ロワール川(ロワールがわ、フランス語:Loire [lwaʁ] ( 音声ファイル)、オック語:Léger/Leir、アルピタン語:Lêre、ブルトン語:Liger)は、フランスの中央部を流れる川である。長さは1,012 km、流域面積は117,000 km²でフランスの面積の5分の1を占める。中央高地に源を発し、大西洋に注ぐ。
ロワール渓谷の中部は、2000年にユネスコの世界遺産に登録された。
名称の由来
「ロワール」という名前は、ラテン語のLigerから来ており、ガリア語(ケルト語)での川の名前「liga」の転写である。ガリア語で「liga」は「沈殿物」を意味する。この単語は、ぶどう酒などの澱を意味するフランス語のlieや、英語のleesとなった。「liga」は、インド・ヨーロッパ祖語の「横たわる」を意味する「*legh-」から来ており、この祖語は英語のlay、ledge、lawなど多くの単語の元となった。
フランス語には、川の名前を元にした形容詞ligérienがある。le climat ligérien(ロワール谷の気候)のように使われ、北フランスでもっとも心地よい気候を意味する。冬は暖かく、大陸性の気候と違って極端な気温の変化がない気候のことである。
地理
セヴェンヌ高地の北東に源を発し、ロアンヌとヌヴェールを北へ流れる。オルレアンで西方に変え、トゥールを流れてナントで大西洋に注ぐ。

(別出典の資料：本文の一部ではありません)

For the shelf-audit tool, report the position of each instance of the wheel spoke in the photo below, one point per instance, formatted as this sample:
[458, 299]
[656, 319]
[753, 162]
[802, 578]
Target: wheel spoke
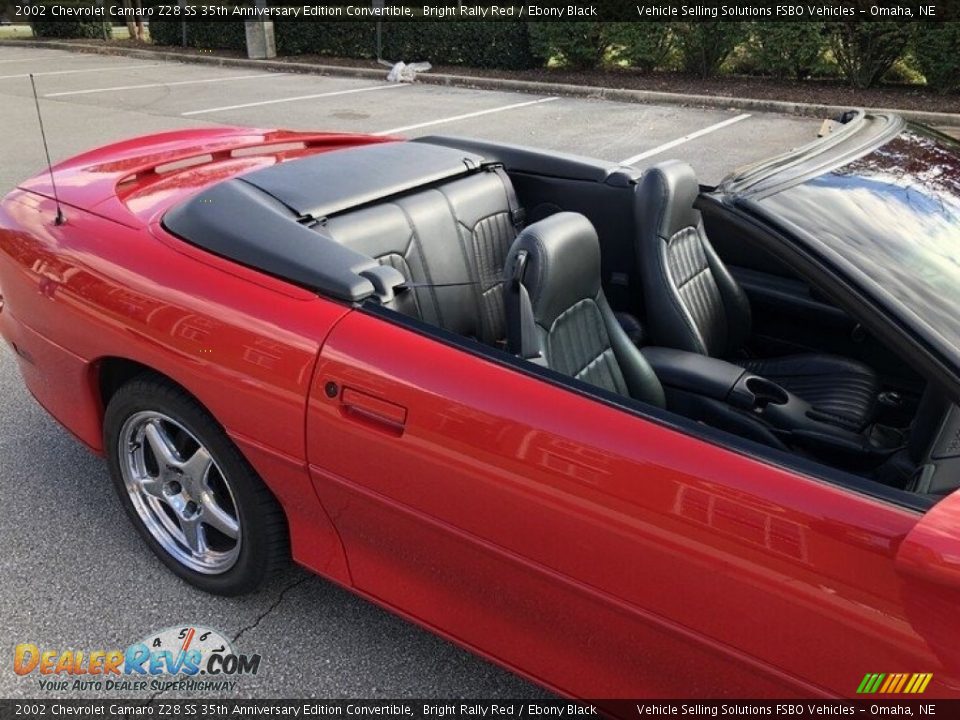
[195, 535]
[161, 444]
[195, 470]
[153, 487]
[215, 516]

平野部の傾斜度が緩く流域が広大なため、しばしば深刻な洪水が起こっており、1856年、1866年、1910年のものが知られている。
西ヨーロッパの川としては珍しく、自然な流れの障害となるダム[1]や水門は少ない。それにより、ロワール川では船による旅行を可能とし、田園風景や石灰岩の崖、童話の世界のような城の景観を楽しむことができるため人気が高い。
支流
流域の自治体
フランスの県のいくつかは、ロワール川にちなんだ名前を持っている。このうち、ロワール=エ=シェール県の名は本流ではなく支流のロワール川 (Loir) に由来する。
- アルデシュ県
- オート=ロワール県
- ル・ピュイ=アン=ヴレ
- ロワール県
- サン=テティエンヌ、ロアンヌ
- ソーヌ=エ=ロワール県
- ディゴワン
- アリエ県
- ムーラン
- ニエーヴル県
- ヌヴェール
- シェール県
- サンセール
- ロワレ県
- ジアン、オルレアン
- ロワール=エ=シェール県
- ブロワ
- アンドル=エ=ロワール県
- アンボワーズ、トゥール
- メーヌ=エ=ロワール県
- ソミュール
- ロワール=アトランティック県
- アンスニ、ナント、サン=ナゼール
流域の観光地
流域には多くの古城が残り、観光名所となっている。
脚注
- ^ 1985年にロアンヌの数キロ南に造られたVillerestダムは、近年の洪水を防ぐのに主要な役割を果たしている。